Paris et Moscou saluent la formation d’un gouvernement un an après l’explosion de Beyrouth — RT en français


Un nouveau gouvernement a été mis en place au Liban après 13 mois d’incertitude et une crise profonde. Salué à l’étranger, ce changement était une condition préalable à l’obtention de l’aide internationale que le Liban réclame.

Le Liban s’est doté, le 10 septembre, d’un nouveau gouvernement après 13 mois d’attente marqués par d’interminables tractations politiques ayant aggravé une crise économique inédite qui a fait sombrer des millions de Libanais dans la pauvreté. L’annonce a été faite à l’issue d’une rencontre entre le président Michel Aoun et le Premier ministre désigné, Najib Mikati.

Emmanuel Macron a salué plus tard dans la journée l’«étape indispensable» que constitue, selon lui, la formation d’un nouveau gouvernement au Liban pour «sortir le pays de la crise profonde dans laquelle il se trouve». Le président français, qui s’était impliqué dans le dossier libanais, «se félicite de la formation» de ce nouveau gouvernement. 

Il a par ailleurs souligné «la nécessité que l’ensemble des responsables politiques se conforment aux engagements qu’ils ont pris de permettre la mise en œuvre des réformes nécessaires pour préparer l’avenir du Liban et permettre à la communauté internationale de lui apporter une aide décisive».

La mise en place d’un nouveau gouvernement était une condition préalable à l’obtention de l’aide internationale dont le Liban a cruellement besoin, mais reste à savoir si cette équipe sera en mesure de mener à bien les réformes demandées et de sauver le pays de la faillite.

Présentant «des vœux de succès» au Premier ministre désigné, Najib Mikati, Emmanuel Macron, qui s’était rendu à Beyrouth après l’explosion du port en août 2020 puis organisé à la suite deux conférences internationales d’aide, se dit «engagé au côté de tous les Libanais» et «continuera d’agir pour la paix, la prospérité et la stabilité du Liban», a ajouté l’Elysée.

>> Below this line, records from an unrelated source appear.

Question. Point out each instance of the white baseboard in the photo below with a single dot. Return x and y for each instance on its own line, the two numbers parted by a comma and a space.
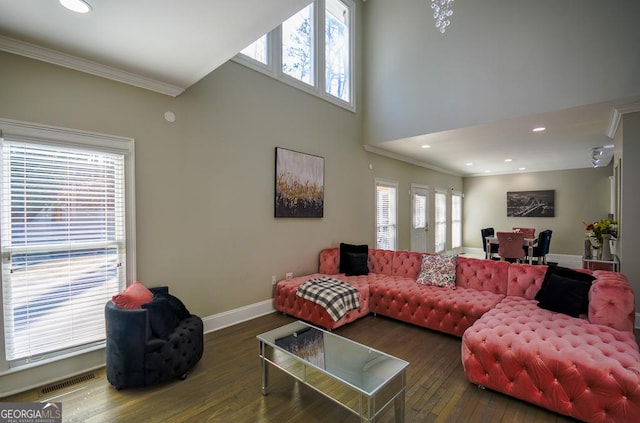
238, 315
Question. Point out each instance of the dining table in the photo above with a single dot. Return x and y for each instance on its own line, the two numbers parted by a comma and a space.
527, 242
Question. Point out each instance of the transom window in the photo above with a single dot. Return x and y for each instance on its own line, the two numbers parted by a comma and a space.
298, 52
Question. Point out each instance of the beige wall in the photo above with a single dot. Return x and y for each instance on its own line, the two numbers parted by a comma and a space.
630, 224
580, 195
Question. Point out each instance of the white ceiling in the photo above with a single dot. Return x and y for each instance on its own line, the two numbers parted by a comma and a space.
168, 45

La Russie et l’ONU louent une étape «importante»

De son côté, Moscou a salué dans un communiqué une «étape importante sur la voie de la stabilisation de la situation politique au Liban et la création des conditions nécessaires pour la sortie du pays de la crise sociale et économique». «Nous réaffirmons la position ferme […] de la Russie en faveur de la souveraineté, de l’unité et de l’intégrité territoriale du Liban, de la nécessité que toutes les questions inscrites à l’agenda national de ce pays ami soient résolues par les Libanais eux-mêmes sans ingérence extérieure», est-il ajouté. Le secrétaire général de l’ONU, Antonio Guterres estime pour sa part qu’il s’agit d’«une étape très importante» pour le pays, en souhaitant «le meilleur succès» au Premier ministre Najib Mikati.

«Bien sûr, ce n’est pas suffisant, il y a beaucoup d’autres choses à résoudre mais c’était la condition de base pour que tout le reste soit possible», a ajouté le chef de l’ONU lors d’une conférence de presse, en indiquant avoir déjà travaillé dans le passé avec Najib Mikati alors qu’il était lui-même Haut commissaire pour les réfugiés des Nations unies.

Un gouvernement de technocrates

«Je souhaite qu’il soit capable de rassembler les différentes communautés libanaises et les différentes forces politiques libanaises afin de s’assurer que le Liban soit capable de surmonter la situation dramatique qu’il traverse actuellement», a déclaré Antonio Guterres.

Nommée par les partis au pouvoir, la nouvelle équipe (24 membres), qui doit tenir sa première réunion le 13 septembre, comporte plusieurs nouveaux visages et une seule femme.

Parmi eux figurent des technocrates comme Firas Abiad, directeur de l’hôpital gouvernemental, Rafic Hariri, fer de lance de la lutte anti-Covid, ou encore Nasser Yassine, professeur et directeur de l’Observatoire des crises à l’Université américaine de Beyrouth. 

La formation d’un cabinet de spécialistes totalement indépendants du monde politique, accusé de corruption, a longtemps été réclamée par la rue ainsi que par certaines puissances étrangères, la France en tête, impliquées dans le dossier libanais.